From the combination of
I was surprised to see that itext5 (using custom location strategy) was still re-producing all the text that had been left out after cropping.
and of your code snippet
public class MyLocationTextExtractionStrategy : LocationTextExtractionStrategy
{
public void RenderText(TextRenderInfo renderInfo)
{
string text = renderInfo.GetText();
}
}
I assume that you actually are surprised that in the RenderText
method of your MyLocationTextExtractionStrategy
you retrieve TextRenderInfo
objects for text beyond the crop box.
But exactly that comes naturally! Your RenderText
method implements that method of the IRenderListener
interface, and the methods of this interface are called for each matching drawing instruction in the page content, no matter whether their result eventually will be visible or not.
How could I make itext 5 detect and ignore such hidden text?
You can detect and ignore text outside the crop box fairly easily by checking the text coordinates against the coordinates of the crop box of the current document page.
iText actually contains a filter architecture which allows to exclude text chunks to reach the strategy which don't fulfill some criterion.
If you e.g. currently use your strategy like this:
MyLocationTextExtractionStrategy strategy = new MyLocationTextExtractionStrategy();
PdfTextExtractor.GetTextFromPage(pdfReader, 1, strategy);
you can apply a crop box region filter like this:
MyLocationTextExtractionStrategy strategy = new MyLocationTextExtractionStrategy();
FilteredTextRenderListener strategyWithFilter = new FilteredTextRenderListener(strategy,
new RegionTextRenderFilter(pdfReader.GetCropBox(1)));
PdfTextExtractor.GetTextFromPage(pdfReader, 1, strategyWithFilter);
As an aside:
I want all the visible text in the document. When I say visible , I mean text which is visible through Adobe Acrobat Reader DC. I do not want to limit text to any specific area. Just all the visible text.
Text can be invisible for a number of reasons other than being beyond the crop box borders, e.g.
- it may be drawn in the same color as the background, e.g. white on white,
- some setting or operation may transform text color and background color to
the same color even though they may differ originally,
- a text rendering mode may be used that doesn't draw anything to start with,
- the glyphs of the font used for the text may be invisible,
- the text may be covered by some image,
- ...
Text extraction will extract all those "invisible" text pieces.

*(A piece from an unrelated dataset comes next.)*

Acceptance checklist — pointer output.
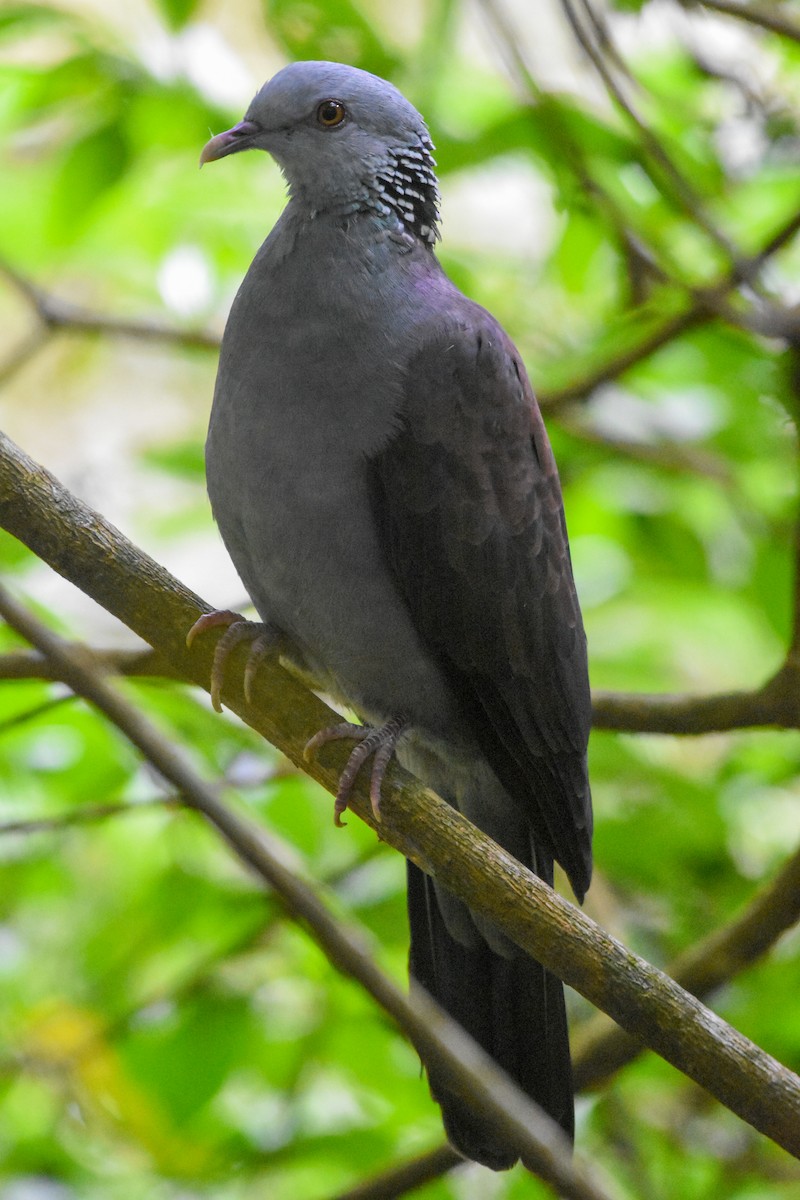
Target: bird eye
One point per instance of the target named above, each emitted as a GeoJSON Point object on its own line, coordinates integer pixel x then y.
{"type": "Point", "coordinates": [331, 113]}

(Up to a certain point you can extend your text extraction framework to recognize this, you can find many questions and answers on such extensions here on stack overflow, but there'll always be some case you did not cover.)
Also text may be only partially covered. E.g. consider the case of the letter 'R' and some white rectangle covering the right leg of the 'R' making it look like 'P'
Text extraction will return 'R' even though Adobe Reader displays something you recognize as 'P'.
Fonts may have incomplete or outright wrong information on which Unicode character one of its glyphs corresponds to.
Text extraction will return a wrong output for text using such a font or probably no output at all.
Text in a PDF may not be drawn using text drawing instructions but instead using vector graphics like arbitrary forms.
Text extraction won't extract such "text" at all.
...
If these issues are a show stopper for you, text extraction is the wrong technology for you and you should use OCR instead.